The above is a restored version of a Province review by Michael Walsh originally published in 1987. For additional information on this archived material, please visit my FAQ.

Afterword: Will Vinton come to prominence during a transitional moment in American animation history. In retrospect, the changes were on view in his Festival of Claymation anthology, things an independent artist working outside of corporate Hollywood could see all around him. His first Claymation cartoon, 1974's Closed Mondays, was released the year after the first CGI animation was used in a Hollywood feature film (Westworld, in which it was used to simulate the robot Gunslinger's view of the world). In the decade that followed, Vinton directed just one theatrical feature — a stop-motion fantasy called The Adventures of Mark Twain — which almost certainly would have won the animated feature Oscar had the category existed at the time. In all, Vinton received four nominations prior to the release of his 1987 Festival of Claymation, including one for his work on director Walter Murch’s live-action fantasy Return to Oz.

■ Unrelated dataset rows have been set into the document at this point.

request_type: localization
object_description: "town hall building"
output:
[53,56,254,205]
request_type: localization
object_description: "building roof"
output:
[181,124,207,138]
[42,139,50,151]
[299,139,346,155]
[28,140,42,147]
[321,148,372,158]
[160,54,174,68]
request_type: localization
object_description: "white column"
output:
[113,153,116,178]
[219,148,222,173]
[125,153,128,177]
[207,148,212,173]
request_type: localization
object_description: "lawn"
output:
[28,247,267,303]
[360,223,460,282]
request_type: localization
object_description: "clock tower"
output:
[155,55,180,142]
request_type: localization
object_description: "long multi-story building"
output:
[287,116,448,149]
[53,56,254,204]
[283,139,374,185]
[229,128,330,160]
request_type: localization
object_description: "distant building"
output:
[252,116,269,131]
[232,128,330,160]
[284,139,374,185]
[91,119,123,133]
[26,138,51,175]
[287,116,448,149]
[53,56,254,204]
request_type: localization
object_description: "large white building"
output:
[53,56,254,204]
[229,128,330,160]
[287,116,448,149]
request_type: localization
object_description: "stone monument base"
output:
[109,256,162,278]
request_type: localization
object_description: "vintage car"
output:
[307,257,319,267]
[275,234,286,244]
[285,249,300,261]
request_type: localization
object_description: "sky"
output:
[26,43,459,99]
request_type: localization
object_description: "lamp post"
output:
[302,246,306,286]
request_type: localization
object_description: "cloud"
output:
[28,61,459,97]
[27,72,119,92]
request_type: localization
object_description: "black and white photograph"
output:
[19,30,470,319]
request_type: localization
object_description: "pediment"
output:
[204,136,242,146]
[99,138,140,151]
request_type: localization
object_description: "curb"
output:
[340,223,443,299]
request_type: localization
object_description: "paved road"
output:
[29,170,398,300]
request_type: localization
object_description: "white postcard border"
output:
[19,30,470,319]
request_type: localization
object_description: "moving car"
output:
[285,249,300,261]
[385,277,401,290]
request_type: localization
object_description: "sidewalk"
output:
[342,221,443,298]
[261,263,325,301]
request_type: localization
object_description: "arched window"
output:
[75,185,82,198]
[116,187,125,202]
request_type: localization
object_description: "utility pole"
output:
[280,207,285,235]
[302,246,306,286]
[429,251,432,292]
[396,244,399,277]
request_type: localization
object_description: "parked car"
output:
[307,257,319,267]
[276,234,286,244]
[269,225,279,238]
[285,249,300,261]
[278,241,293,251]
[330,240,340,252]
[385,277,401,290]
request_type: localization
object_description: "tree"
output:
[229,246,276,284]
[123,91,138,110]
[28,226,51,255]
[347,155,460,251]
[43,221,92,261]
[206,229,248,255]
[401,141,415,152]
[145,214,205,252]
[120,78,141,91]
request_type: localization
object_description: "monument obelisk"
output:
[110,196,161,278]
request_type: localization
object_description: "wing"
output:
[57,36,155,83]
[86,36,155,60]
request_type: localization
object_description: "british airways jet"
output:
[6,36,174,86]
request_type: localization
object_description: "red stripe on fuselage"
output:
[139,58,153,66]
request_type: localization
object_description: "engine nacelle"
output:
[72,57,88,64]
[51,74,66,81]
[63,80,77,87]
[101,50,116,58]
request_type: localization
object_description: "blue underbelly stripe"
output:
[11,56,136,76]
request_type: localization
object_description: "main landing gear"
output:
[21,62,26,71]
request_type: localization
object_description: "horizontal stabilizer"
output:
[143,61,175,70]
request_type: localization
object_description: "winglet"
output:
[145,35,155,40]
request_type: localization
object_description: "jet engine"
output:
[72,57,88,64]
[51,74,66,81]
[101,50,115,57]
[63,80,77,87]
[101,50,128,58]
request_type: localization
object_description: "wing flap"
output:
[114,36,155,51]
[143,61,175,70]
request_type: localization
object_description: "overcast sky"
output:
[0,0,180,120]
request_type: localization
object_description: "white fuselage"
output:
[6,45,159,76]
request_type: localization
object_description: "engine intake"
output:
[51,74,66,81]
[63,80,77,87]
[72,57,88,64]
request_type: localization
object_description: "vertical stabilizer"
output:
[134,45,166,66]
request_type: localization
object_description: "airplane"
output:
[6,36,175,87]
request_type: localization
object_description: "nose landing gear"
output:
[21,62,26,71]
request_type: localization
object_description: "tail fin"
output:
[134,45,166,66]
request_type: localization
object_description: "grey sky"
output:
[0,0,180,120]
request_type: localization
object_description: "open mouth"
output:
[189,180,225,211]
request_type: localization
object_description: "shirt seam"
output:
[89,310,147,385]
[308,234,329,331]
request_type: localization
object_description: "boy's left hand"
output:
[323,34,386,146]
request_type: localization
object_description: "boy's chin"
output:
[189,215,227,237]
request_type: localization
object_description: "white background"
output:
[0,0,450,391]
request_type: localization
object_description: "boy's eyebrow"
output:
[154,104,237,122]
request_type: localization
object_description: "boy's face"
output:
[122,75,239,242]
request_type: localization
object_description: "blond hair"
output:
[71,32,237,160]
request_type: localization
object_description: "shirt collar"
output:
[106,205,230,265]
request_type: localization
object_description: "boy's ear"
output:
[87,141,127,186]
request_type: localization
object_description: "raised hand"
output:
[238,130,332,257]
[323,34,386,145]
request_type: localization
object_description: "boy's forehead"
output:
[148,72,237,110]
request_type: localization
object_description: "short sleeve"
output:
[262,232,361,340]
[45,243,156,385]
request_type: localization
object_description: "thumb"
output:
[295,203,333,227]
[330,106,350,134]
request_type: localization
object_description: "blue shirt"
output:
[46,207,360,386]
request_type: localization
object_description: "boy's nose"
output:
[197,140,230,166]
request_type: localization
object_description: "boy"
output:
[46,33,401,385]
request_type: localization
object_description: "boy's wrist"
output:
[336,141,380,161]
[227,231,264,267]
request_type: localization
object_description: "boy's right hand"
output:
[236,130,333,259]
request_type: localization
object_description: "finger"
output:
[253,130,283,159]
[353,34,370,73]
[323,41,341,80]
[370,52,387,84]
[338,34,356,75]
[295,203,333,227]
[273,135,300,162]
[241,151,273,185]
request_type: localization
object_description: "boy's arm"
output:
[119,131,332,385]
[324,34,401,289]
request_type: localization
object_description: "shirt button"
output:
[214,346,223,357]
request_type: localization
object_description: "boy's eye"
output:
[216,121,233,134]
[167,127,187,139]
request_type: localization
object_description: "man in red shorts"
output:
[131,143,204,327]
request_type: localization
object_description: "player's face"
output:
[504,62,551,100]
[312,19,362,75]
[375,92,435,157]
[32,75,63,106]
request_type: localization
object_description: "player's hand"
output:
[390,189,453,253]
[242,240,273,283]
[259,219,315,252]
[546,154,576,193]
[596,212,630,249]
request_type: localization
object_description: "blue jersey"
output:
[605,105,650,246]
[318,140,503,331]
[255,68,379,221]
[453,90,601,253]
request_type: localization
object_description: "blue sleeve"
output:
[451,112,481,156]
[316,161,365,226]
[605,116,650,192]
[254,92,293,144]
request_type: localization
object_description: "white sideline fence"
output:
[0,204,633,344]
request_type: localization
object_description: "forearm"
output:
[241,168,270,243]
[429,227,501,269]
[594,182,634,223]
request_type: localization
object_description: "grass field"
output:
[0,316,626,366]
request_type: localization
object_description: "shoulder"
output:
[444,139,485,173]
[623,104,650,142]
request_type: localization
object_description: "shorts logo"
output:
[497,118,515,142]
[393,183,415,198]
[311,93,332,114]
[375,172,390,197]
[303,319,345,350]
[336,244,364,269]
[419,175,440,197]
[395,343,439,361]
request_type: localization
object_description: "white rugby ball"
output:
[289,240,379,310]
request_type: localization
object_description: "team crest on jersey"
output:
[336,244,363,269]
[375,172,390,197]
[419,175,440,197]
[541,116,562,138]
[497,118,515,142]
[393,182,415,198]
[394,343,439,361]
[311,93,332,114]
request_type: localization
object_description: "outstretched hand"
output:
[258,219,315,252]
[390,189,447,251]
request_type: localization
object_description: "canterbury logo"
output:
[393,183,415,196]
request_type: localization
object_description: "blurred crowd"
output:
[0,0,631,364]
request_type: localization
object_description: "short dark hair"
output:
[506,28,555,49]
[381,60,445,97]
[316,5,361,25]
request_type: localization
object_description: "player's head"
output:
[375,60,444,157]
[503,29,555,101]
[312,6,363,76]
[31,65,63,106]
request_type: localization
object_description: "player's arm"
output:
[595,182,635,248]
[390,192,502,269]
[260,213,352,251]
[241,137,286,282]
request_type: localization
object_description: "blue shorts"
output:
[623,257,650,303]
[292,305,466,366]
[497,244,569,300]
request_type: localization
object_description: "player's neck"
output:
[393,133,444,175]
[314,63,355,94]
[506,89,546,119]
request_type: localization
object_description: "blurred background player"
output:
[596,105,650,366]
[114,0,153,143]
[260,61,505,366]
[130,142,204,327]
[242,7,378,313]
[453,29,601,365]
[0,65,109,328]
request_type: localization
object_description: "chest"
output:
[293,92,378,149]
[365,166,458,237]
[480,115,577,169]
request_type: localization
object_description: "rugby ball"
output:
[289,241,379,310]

    The presence of all those TV ads in the Festival collection indicated the reality unfolding for small production companies such as Will Vinton Studios. Founded in 1978, it is best remembered for creating the California Raisins commercials and The PJs (1999-2002), a three-season Fox TV series created by (and for) actor Eddie Murphy. Seeking money for new feature projects, Vinton took on Oregon-based athletic shoe manufacturer Nike's founder, Phil Knight, as an investor in 1998. In 2002, he lost control of the company — it was renamed Laika Entertainment in 2005 — and Vinton spent the next 10 years on the margins working to rebuild his career.
     Earlier this year, it was announced that Vinton will co-direct Codename: Housewife, a stop-motion animated musical inspired by a Korean short film. His partnership with Korean claymation director Hong Sukhwa is one example of the current globalization of the cartoon business. Their production partners include the Los Angeles-based Home Plate Entertainment, London’s GFM Films and the Chinese government’s movie division, China Film Group. Will Vinton celebrates his 69th birthday today (November 17).